Distributed Message System

http://dongxicheng.org/search-engine/log-systems/

包括facebook的scribe,apache的chukwa,linkedin的kafka和cloudera的flume

 

Kafka

http://www.cnblogs.com/fxjwind/archive/2013/03/22/2975573.html

http://www.cnblogs.com/fxjwind/archive/2013/03/19/2969655.html 

 

Flume

Flume User Guide, http://archive.cloudera.com/cdh/3/flume/UserGuide/index.html

1.1. Architecture

Flume’s architecture is simple, robust, and flexible.

The graph above shows a typical deployment of Flume that collects log data from a set of application servers. The deployment consists of a number of logical nodes, arranged into three tiers. The first tier is the agent tier. Agent nodes are typically installed on the machines that generate the logs and are your data’s initial point of contact with Flume. They forward data to the next tier of collector nodes, which aggregate the separate data flows and forward them to the finalstorage tier.

 

Logical nodes are a very flexible abstraction. Every logical node has just two components - a source and a sink.

Both source and sink can additionally be configured with decorators which perform some simple processing on data as it passes through.

The source tells a logical node where to collect data.

The sink tells it where to send the data.

The only difference between two logical nodes is how the source and sink are configured.

The source, sink, and optional decorators are a powerful set of primitives.

 

Logical and Physical Nodes

It’s important to make the distinction between logical nodes and physical nodes. A physical node corresponds to a single Java process running on one machine in a single JVM instance. Usually there is just one physical node per machine.

Physical nodes act as containers for logical nodes, which are wired together to form data flows. Each physical node can play host to many logical nodes, and takes care of arbitrating the assignment of machine resources between them.

So, although the agents and the collectors in the preceding example are logically separate processes, they could be running on the same physical node.

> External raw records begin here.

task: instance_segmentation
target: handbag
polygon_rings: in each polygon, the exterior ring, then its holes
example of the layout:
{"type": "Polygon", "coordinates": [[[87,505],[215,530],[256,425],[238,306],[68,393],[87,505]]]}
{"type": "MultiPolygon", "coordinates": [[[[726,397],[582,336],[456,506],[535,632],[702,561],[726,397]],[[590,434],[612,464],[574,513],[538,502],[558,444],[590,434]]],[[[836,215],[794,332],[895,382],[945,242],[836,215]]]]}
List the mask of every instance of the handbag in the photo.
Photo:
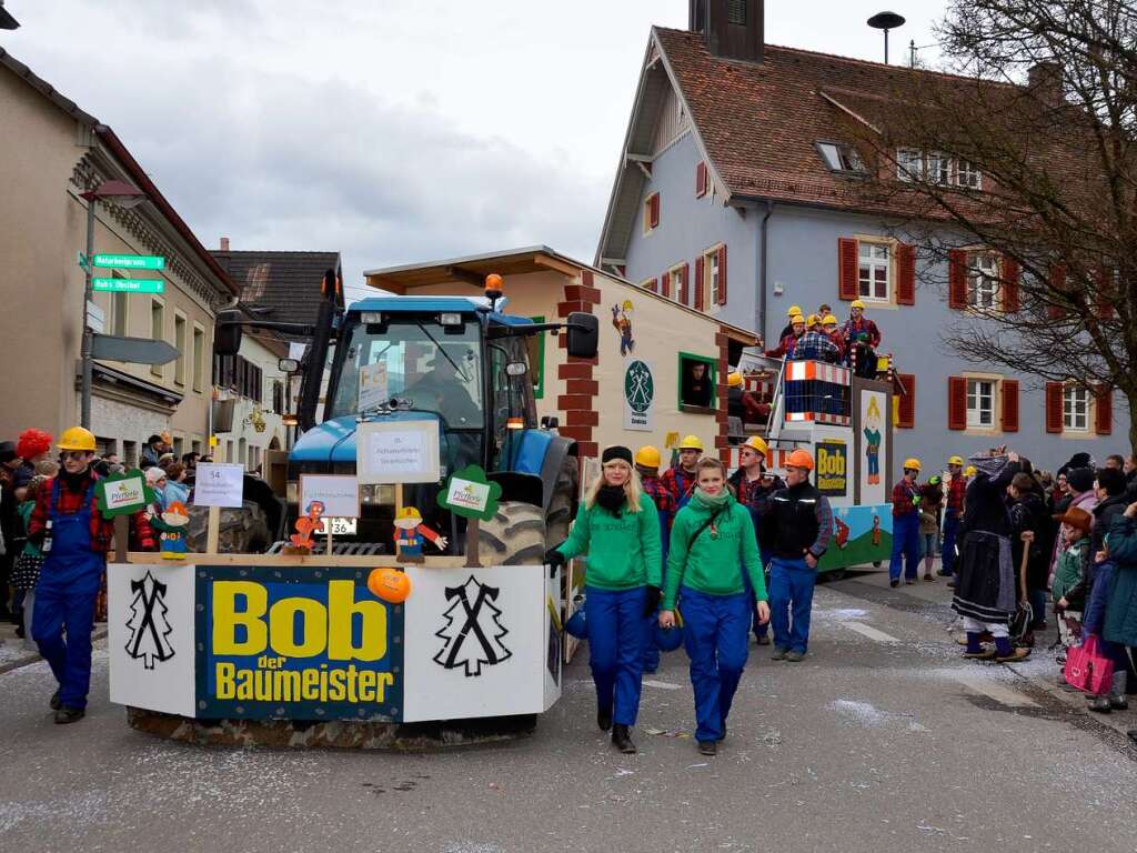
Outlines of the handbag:
{"type": "Polygon", "coordinates": [[[1082,693],[1102,696],[1109,691],[1113,681],[1113,661],[1102,654],[1097,635],[1087,635],[1080,646],[1070,647],[1062,674],[1068,685],[1082,693]]]}
{"type": "Polygon", "coordinates": [[[47,557],[39,554],[20,554],[11,568],[11,585],[16,589],[35,589],[40,579],[40,570],[47,557]]]}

The Master assigns a configuration to each logical node at run-time - all components of a node’s configuration are instantiated dynamically at run-time, and therefore configurations can be changed many times throughout the lifetime of a Flume service without having to restart any Java processes or log into the machines themselves. In fact, logical nodes themselves can be created and deleted dynamically.

 

1.2. Reliability

Flume can guarantee that all data received by an agent node will eventually make it to the collector at the end of its flow as long as the agent node keeps running. That is, data can be reliably delivered to its eventual destination.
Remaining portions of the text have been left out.